Hickey et al. termed this “reward priming”—the high reward biases selective processes toward a transiently valued stimulus feature, and can lead to inhibited responses if that feature is currently present on a distractor, analogously to priming of visual search (see e.g., Olivers and Humphreys, 2003; Muller et al., 2004; Theeuwes et al., 2006; Kristjánsson et al., 2008; Lamy et al., 2010; Ásgeirsson et al., 2014; see, e.g., Kristjánsson and Campana, 2010; Lamy and Kristjánsson, 2013, for review). What distinguishes this result from many other studies in the literature on reward and attention is that there was no contingency between target and distractor color on the one hand, and actual reward on the other. Hickey et al. seemingly isolated a direct effect of reward reception that was independent of longer-term, or motivational factors. In other words, this suggested 1-trial effects from rewarded attention deployments. Note that their effect was dependent upon the presence of an irrelevant color singleton, suggesting that the reward affects selection rather than other processes. Selection is, typically, much more difficult when a highly salient singleton distractor is presented alongside a less salient target stimulus (Jonides and Yantis, 1988; Theeuwes, 1992; Franconeri et al., 2005). That reward priming affects efficiency of selection is further supported by electrophysiological evidence. High rewards affect the N2pc ERP component differentially; depending on whether the color scheme of a display repeats or the colors swap (Hickey et al., 2010b).

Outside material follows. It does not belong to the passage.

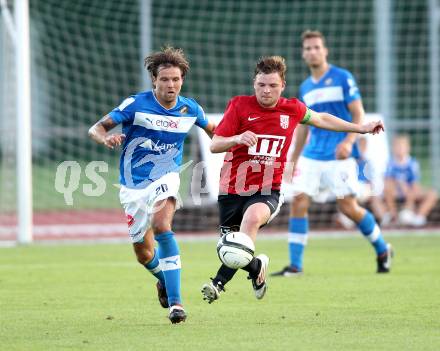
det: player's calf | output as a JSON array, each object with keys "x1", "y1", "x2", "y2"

Hickey et al. proposed that this reflected a general transient effect of reward associated with a particular target color that boosts target saliency. Throughout their experiments, they always used the same stimulus set, with set-size, color, and target identity manipulations; never manipulating salience directly or generalizing the effects to other stimulus sets [but see Hickey and van Zoest (2012) for related findings with eye-movement measures]. Here we conduct a conceptual replication of their experiments to generalize their findings to other stimulus sets (Experiments 1 and 2).
Another point that merits attention is that the main dependent variable in the tasks of Hickey et al. is response time. Since reward did not depend on response speed but only on whether the response was correct or not, this means that the most lucrative strategy was not to respond as quickly as possible, but rather to respond correctly. The main dependent measure is, in other words, not rewarded. A second motivation here was therefore to investigate the role of strategy, by adding motivation for speed (Experiment 3), where observers were told that they had 45 min to maximize their earnings. The faster they responded the more trials were presented so that their chances to earn money increased. Finally, in experiment 4 we attempt to replicate the Hickey et al. result using their original task.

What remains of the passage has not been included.